Marine insurers charge war risk premiums after port attacks

Critical oil trade route covered by expanded war risk area

Marine insurers charge war risk premiums after port attacks


By Gabriel Olano

Shipping and maritime insurers have begun charging war risk premiums in the waters around the Middle East bunkering hub of Fujairah, UAE, following several sabotage attacks on oil tankers last month.

On May 12, four oil tankers were attacked near Fujairah, prompting the Lloyd’s Market Association’s Joint War Committee (JWC) to issue a circular five days later. The circular added the Persian Gulf and adjacent waters, including parts of the Gulf of Oman, to the list of areas under risk of “Hull War, Piracy, Terrorism and related perils,” S&P Platts reported.

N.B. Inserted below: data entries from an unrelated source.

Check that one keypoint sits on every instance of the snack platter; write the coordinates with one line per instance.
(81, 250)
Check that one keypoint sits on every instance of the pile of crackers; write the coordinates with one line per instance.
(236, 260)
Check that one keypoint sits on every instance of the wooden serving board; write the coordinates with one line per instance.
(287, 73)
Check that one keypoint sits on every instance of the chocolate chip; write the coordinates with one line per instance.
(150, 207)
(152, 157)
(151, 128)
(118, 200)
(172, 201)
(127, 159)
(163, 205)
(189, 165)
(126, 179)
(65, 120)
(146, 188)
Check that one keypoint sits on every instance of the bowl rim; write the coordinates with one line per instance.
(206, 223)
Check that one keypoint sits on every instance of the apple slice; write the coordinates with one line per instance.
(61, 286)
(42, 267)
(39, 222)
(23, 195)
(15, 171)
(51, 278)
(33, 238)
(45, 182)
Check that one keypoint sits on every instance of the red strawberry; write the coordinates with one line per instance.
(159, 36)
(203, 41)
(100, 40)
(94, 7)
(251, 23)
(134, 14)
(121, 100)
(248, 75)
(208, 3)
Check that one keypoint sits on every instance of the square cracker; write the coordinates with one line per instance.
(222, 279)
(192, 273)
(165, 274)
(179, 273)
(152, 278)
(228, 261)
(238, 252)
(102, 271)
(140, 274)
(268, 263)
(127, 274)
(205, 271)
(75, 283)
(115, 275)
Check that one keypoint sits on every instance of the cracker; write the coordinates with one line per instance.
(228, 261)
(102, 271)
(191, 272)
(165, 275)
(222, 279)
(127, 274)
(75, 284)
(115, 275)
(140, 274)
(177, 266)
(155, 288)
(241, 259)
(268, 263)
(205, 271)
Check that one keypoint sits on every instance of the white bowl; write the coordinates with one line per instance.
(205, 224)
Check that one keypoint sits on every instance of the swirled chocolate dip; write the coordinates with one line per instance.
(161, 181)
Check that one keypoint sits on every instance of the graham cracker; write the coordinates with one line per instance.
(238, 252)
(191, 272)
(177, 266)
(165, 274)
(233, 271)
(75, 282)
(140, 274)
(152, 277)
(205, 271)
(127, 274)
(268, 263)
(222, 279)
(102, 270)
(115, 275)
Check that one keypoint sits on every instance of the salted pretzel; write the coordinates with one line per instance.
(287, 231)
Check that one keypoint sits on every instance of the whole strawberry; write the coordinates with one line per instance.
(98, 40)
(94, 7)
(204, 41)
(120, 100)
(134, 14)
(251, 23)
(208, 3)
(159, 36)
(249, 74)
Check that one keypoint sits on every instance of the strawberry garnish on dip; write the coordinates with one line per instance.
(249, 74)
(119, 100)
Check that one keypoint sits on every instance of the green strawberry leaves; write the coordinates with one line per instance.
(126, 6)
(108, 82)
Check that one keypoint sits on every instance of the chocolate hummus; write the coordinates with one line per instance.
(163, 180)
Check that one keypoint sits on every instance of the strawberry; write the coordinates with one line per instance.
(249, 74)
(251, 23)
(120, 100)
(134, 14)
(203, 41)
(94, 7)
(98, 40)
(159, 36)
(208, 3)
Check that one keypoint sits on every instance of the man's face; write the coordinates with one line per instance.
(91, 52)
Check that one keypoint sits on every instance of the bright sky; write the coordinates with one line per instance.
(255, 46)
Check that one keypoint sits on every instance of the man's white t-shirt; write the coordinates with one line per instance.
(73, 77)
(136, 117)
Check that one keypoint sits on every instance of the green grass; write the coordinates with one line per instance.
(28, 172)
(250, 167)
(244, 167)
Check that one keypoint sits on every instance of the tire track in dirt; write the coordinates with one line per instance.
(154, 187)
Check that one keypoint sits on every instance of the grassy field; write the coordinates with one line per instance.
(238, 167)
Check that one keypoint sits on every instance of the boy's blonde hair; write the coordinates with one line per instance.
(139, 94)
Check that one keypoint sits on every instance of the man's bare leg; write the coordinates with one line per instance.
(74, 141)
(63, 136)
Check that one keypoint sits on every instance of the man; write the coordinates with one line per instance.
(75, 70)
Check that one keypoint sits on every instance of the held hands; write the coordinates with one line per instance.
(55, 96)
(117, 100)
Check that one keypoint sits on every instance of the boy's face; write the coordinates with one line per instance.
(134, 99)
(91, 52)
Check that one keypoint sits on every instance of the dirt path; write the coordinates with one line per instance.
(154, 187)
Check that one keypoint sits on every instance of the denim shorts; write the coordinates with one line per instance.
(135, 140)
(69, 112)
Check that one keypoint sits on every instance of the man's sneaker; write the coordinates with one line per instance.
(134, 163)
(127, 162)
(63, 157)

According to the JWC, the premium will vary per vessel, and is not automatically added to existing insurance cover.

Neil Roberts, secretary for JWC in the Lloyd’s Market Association, said that “given the circumstances in the Persian Gulf, it would be expected that underwriters are reviewing voyages on a case-by-case basis and acting according to the risk presented.”

According to the S&P Platts report, a shipowner of vessels passing through the Gulf of Oman has said that “our underwriters are already charging [war risk] premium from us.” Meanwhile, Petroleum Association of Japan president Takashi Tsukioka said that Japanese refiners have yet to see an increase in marine insurance rates.

The war risk area was expanded after Saudi Arabia said that two of its oil tankers were hit by a “sabotage attack” off the coast of Fujairah last month. Two other vessels, one UAE-flagged, and the other Norwegian-flagged, were also reportedly attacked.

Fujairah is one of the world’s most important hubs and is located very near the Strait of Hormuz, a critical chokepoint where around 30% of the world’s seaborne oil passes through, making it a strategic location for the oil trade.